Today, cancer is the second leading cause of death worldwide where chemotherapy is one of the common strategies to control it. Platinum-based chemotherapeutic drugs (PBDs) are a mainstay in chemotherapy due to their high effectiveness in a wide spectrum of cancer types. Severe toxicity and innate or acquired drug resistance are the two main problems limiting PBD clinical use. One approach to overcome both problems is by employing cancer-targeting drug delivery systems where liposomes, in particular, are gaining much attention in oncology application and have established superior potency compared to the corresponding free drugs in clinical application already. This study aims to evaluate the cytotoxicity of liposome-encapsulated nedaplatin, a second generation platinum-based anticancer drug which is clinically available and heavily used in Japan only thus far, in comparison to its non-encapsulated free form in three cancer cell lines; non-small cell lung cancer A549, breast cancer MCF7 and osteosarcoma U2OS. The novel liposome was designed and produced in the Chemistry department at The American University in Cairo and showed promising physicochemical properties which were found to be reflected biologically. We evaluated cytotoxicity using different approaches including MTT, live cell counting, clonogenic survival assay and Cytokinesis Block Proliferation Index (CBPI) assay, all showing statistically significant superior anti-proliferative effects for liposomal nedaplatin.
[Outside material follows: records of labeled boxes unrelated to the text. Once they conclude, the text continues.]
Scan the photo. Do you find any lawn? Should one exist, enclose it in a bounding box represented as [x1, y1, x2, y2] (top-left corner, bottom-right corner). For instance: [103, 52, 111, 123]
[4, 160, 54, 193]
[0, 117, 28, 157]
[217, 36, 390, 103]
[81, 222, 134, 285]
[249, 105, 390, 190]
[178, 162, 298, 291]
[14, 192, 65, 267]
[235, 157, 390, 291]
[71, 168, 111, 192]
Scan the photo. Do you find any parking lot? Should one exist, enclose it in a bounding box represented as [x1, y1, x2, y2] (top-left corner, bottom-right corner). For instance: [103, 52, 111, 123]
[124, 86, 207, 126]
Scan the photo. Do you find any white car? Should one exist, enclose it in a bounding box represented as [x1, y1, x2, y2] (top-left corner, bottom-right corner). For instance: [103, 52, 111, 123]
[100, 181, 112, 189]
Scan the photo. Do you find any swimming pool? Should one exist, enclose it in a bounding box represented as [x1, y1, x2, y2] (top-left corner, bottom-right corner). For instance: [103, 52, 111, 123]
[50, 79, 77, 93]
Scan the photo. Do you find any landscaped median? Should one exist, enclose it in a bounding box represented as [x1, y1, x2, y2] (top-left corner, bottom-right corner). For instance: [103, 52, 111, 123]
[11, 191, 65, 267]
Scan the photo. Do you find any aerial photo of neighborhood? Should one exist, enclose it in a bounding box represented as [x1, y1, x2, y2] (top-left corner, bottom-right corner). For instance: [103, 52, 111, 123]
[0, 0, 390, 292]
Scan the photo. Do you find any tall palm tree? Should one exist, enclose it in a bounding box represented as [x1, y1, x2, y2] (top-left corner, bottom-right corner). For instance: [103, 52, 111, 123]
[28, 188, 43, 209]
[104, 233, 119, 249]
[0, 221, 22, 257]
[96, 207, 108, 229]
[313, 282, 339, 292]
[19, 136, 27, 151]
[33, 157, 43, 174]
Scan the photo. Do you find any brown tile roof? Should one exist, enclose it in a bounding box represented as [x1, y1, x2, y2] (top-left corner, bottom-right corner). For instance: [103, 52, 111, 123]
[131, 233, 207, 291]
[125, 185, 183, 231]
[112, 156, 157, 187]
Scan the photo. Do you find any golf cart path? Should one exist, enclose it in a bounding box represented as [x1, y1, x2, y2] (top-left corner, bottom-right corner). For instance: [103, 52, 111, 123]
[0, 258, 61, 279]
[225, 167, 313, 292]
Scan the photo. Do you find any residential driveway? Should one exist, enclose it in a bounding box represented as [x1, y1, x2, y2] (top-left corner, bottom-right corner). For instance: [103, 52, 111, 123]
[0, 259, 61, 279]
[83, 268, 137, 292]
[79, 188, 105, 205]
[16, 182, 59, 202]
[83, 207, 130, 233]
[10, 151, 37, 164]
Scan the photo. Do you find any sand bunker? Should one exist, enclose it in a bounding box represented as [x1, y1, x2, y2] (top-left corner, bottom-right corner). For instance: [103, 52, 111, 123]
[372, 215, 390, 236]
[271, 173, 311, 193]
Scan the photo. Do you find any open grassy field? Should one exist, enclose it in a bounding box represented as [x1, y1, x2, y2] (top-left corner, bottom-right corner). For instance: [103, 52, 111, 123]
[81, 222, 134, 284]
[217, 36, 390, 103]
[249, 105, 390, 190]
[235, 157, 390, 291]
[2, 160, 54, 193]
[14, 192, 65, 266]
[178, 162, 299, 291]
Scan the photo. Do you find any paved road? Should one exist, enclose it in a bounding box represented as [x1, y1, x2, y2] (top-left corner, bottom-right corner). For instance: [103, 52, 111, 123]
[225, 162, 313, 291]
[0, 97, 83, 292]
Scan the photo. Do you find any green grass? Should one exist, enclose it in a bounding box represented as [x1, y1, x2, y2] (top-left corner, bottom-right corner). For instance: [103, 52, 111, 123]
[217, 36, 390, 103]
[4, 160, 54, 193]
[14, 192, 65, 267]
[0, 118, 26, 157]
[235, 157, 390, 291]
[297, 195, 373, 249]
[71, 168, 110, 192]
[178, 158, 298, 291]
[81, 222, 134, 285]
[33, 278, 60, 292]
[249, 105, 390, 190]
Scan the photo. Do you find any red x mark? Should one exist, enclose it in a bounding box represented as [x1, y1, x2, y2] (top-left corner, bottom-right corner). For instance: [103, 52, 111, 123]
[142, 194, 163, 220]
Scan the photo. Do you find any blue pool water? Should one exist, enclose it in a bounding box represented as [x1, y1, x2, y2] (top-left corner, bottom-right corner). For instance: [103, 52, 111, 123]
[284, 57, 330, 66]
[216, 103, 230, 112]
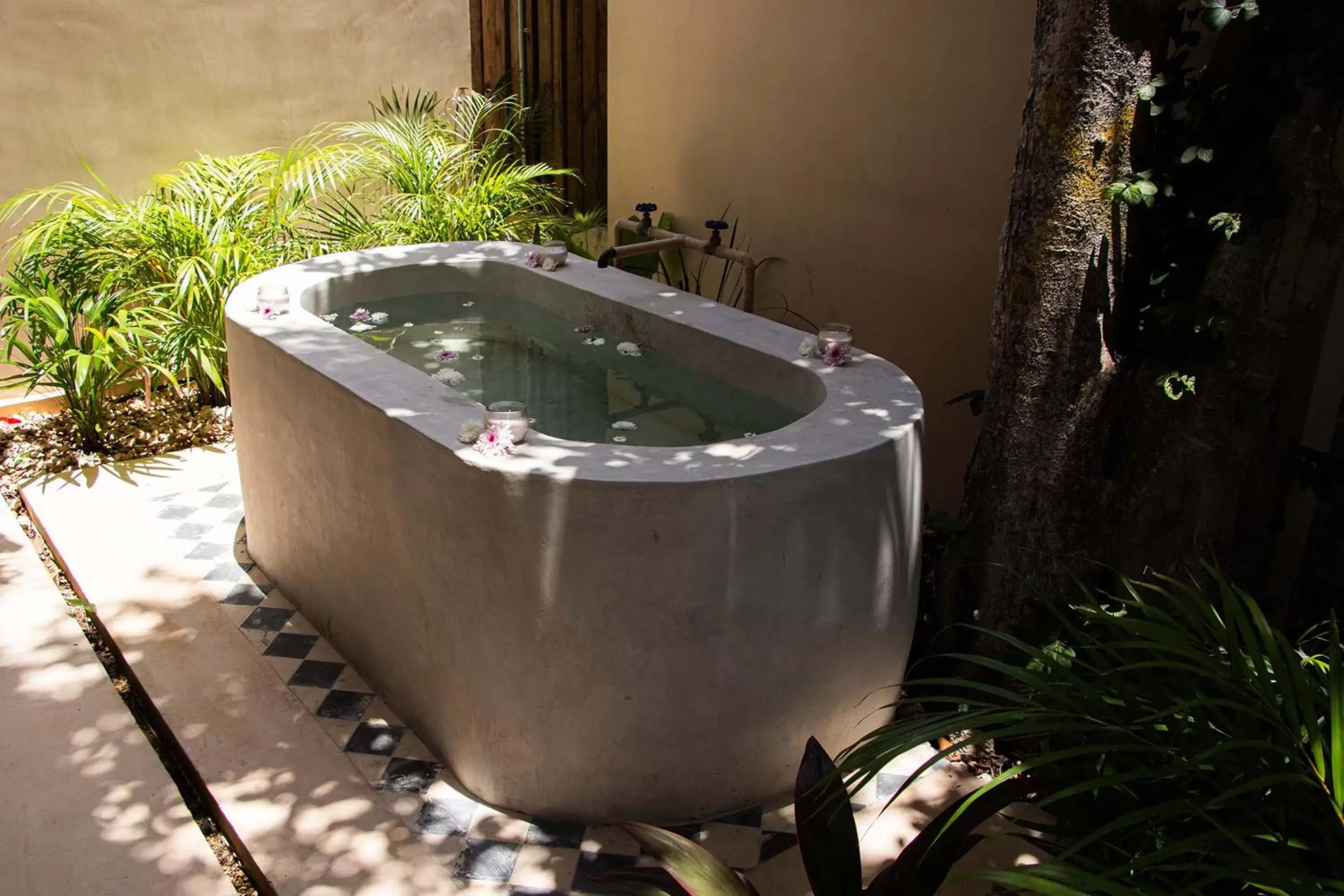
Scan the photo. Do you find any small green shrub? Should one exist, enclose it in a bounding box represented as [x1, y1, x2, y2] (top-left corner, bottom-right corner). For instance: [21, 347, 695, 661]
[839, 569, 1344, 896]
[0, 93, 573, 427]
[0, 247, 163, 450]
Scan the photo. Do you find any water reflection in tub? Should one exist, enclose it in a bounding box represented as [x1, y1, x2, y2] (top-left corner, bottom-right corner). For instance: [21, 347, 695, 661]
[332, 293, 802, 446]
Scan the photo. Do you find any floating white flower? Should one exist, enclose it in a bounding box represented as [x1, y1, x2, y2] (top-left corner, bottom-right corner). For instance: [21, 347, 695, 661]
[474, 423, 513, 457]
[457, 421, 485, 445]
[821, 343, 849, 367]
[434, 367, 466, 386]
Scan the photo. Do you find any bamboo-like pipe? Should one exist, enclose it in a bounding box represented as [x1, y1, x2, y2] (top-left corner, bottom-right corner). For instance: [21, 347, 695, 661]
[607, 215, 757, 314]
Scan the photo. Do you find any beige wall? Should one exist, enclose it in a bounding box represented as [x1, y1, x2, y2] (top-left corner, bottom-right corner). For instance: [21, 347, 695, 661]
[0, 0, 472, 399]
[0, 0, 470, 215]
[607, 0, 1035, 509]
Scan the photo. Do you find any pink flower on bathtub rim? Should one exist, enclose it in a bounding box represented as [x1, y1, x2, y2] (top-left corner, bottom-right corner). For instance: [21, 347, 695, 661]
[821, 343, 849, 367]
[473, 423, 513, 457]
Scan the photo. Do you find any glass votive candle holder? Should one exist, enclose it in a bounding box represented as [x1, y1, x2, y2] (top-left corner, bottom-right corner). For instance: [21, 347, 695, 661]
[257, 284, 289, 314]
[485, 402, 528, 444]
[542, 239, 570, 267]
[817, 324, 853, 364]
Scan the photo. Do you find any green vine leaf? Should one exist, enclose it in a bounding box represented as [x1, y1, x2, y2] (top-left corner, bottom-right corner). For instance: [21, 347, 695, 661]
[1157, 371, 1195, 402]
[1208, 211, 1242, 239]
[1138, 75, 1167, 99]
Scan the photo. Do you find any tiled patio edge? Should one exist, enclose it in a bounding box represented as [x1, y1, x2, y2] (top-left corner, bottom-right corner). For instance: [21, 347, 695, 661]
[0, 510, 234, 896]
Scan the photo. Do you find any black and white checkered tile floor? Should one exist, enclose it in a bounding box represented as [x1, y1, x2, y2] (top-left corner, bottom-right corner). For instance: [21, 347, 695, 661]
[153, 481, 925, 896]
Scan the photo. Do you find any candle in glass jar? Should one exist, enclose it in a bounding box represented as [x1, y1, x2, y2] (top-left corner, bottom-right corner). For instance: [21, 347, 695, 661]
[257, 285, 289, 313]
[817, 324, 853, 360]
[485, 402, 528, 444]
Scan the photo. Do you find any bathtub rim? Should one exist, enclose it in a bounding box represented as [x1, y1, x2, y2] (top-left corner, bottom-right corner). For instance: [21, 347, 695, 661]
[224, 242, 923, 483]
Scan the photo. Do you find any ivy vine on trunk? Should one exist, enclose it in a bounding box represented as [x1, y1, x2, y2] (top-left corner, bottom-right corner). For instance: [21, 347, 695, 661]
[939, 0, 1344, 645]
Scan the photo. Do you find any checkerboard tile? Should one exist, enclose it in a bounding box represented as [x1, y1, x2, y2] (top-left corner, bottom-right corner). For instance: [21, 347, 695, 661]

Genotoxicity in terms of chromosomal damage assessed through micronucleus formation fold changes and DNA damage in the form of DNA double-strand breaks (DSBs), the most deleterious type of DNA damage and one known to be induced by PBD-DNA interstrand crosslinking, supported superior activity of liposomal nedaplatin from which it was inferred that the liposomal formulation demonstrated successful drug delivery to the molecular target, DNA, achieving good drug release and expected cellular distribution. Nedaplatin was shown to induce cell death through apoptosis in the 3 cell lines as demonstrated in nuclear morphological changes and pre-apoptotic marker signals identified by immunofluorescent staining for gH2AX.

Department

Biotechnology Program

Degree Name

MS in Biotechnology

Graduation Date

6-1-2018

Submission Date

February 2018

First Advisor

Kakarougkas, Andreas

Committee Member 1

Gad, Mohamed

Committee Member 2

Amleh, Asma

Extent

88 p.

Document Type

Master's Thesis

Rights

The author retains all rights with regard to copyright. The author certifies that written permission from the owner(s) of third-party copyrighted matter included in the thesis, dissertation, paper, or record of study has been obtained. The author further certifies that IRB approval has been obtained for this thesis, or that IRB approval is not necessary for this thesis. Insofar as this thesis, dissertation, paper, or record of study is an educational record as defined in the Family Educational Rights and Privacy Act (FERPA) (20 USC 1232g), the author has granted consent to disclosure of it to anyone who requests a copy.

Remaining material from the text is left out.